Sometimes there is no way to avoid complexity. An example of this is the render queues for the FractalCanvas. I really needed those queues for responsiveness, so I had to implement them. The implementation is encapsulated in a function.

//
// There can be multiple threads waiting to start if the user scrolls very fast and many renders per second are started and have to be cancelled again. To deal with that situation, this function places all new renders in a queue by using the mutex activeRender.
// In addition, the mutex renderInfo is used to protect the variables that keep information about the number of renders, the last render ID etc.
//
void enqueueRender(bool new_thread = true)
{
	auto action = [this](uint renderID)
	{
		{
			lock_guard<mutex> guard(activeRender);
			//if here, it's this thread's turn
			{
				lock_guard<mutex> guard(genericMutex);
				bool newerRenderExists = lastRenderID > renderID;

				if (newerRenderExists)
				{
					if(debug) cout << "not starting render " << renderID << " as there's a newer render with ID " << lastRenderID << endl;
					renderQueueSize--;
					return;
				}
				else {
					activeRenders++;
				}
			}
			if(debug) cout << "starting render with ID " << renderID << endl;
			createNewRender(renderID);
			{
				lock_guard<mutex> guard(genericMutex);
				activeRenders--;
				renderQueueSize--;
			}
		}
		//After releasing the lock on activeRender, nothing should be done that uses the FractalCanvas. When the user closes a tab during a render, the FractalCanvas gets destroyed immediately after the lock is released.
	};

	uint renderID;

	//update values to reflect that there's a new render
	{
		lock_guard<mutex> guard(genericMutex);
		renderQueueSize++;
		renderID = ++lastRenderID;
	}

	//actually start the render
	if (new_thread)
		thread(action, renderID).detach();
	else
		action(renderID);
}

It took time to get the logic right, but eventually it worked and the problem was solved. In the GUI code, all that's needed to start a new render is calling that function, which makes starting a render really simple and therefore less prone to bugs.

parameter changes

Another example of this is parameter changes. Every time there is a parameter change, logic is needed to determine whether the change requires a recalculation, a recoloring or a memory allocation. That's important because changing only the colors should not cause a whole new render of the fractal, for example. That wouldn't be good for the user experience.
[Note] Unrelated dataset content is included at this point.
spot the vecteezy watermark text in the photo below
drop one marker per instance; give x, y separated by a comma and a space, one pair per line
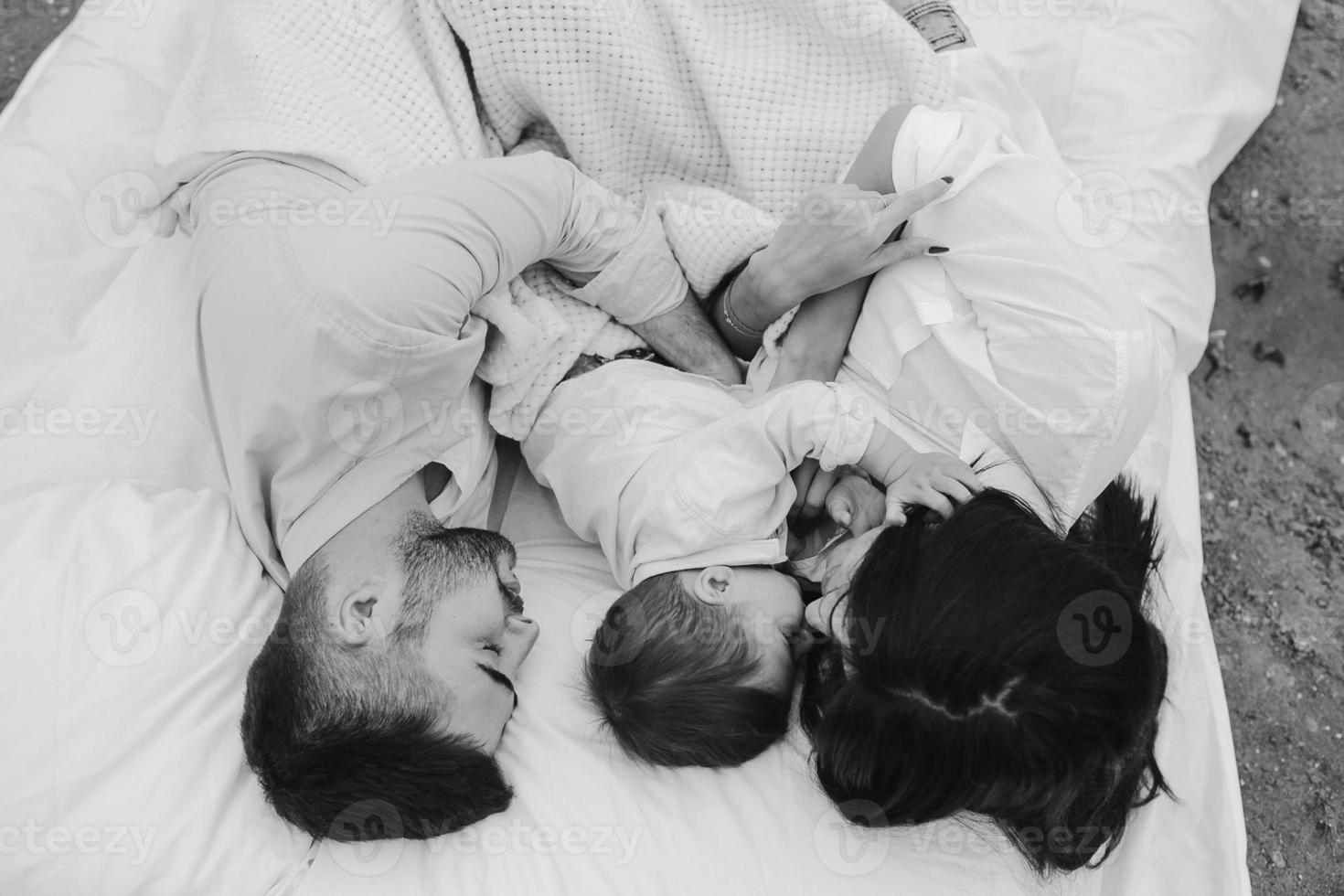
132, 423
I was inspired by how nana provides functions that accept other functions. I created the function FractalCanvas::changeParameters that accepts any parameter changing function:

ResizeResult changeParameters(std::function<void(FractalParameters&)> action, int source_id = 0, bool check_modified_memory = true)
{
	...

changeParameters is not very efficient, because it first applies the supplied action to a temporary copy of the current FractalParameters object, just to see if the action would require a reallocation of memory, a recalculation etc. This doesn't matter because it's still very fast, and the benefit of having changeParameters is great. In the GUI code, changing the parameters is as simple as doing something like this (this is the behavior of the toggle julia button):

canvas->changeParameters([](FractalParameters& P)
{
	P.setJulia( ! P.get_julia());
	if (P.get_julia()) {
		P.setJuliaSeed( P.map_transformations(P.get_center()) );
		P.setCenterAndZoomAbsolute(0, 0);
	}
	else {
		P.setCenterAndZoomAbsolute(P.get_juliaSeed(), 0);
	}
}, EventSource::julia);

changeParameters knows nothing about the kind of parameter changing function it receives. It just applies the function and then investigates what it needs to do based on its effects, for example: allocate new memory if the size has changed, wait for existing renders if so, and raise a parameter changed event.

I think this example illustrates the benefit of encapsulation well. Using changeParameters makes it impossible to forget the post parameter change actions, as long as the implementation of changeParameters is correct. A reoccuring danger of bugs is reduced to making only one part of the program bug free. With this approach, it either goes wrong everywhere or nowhere.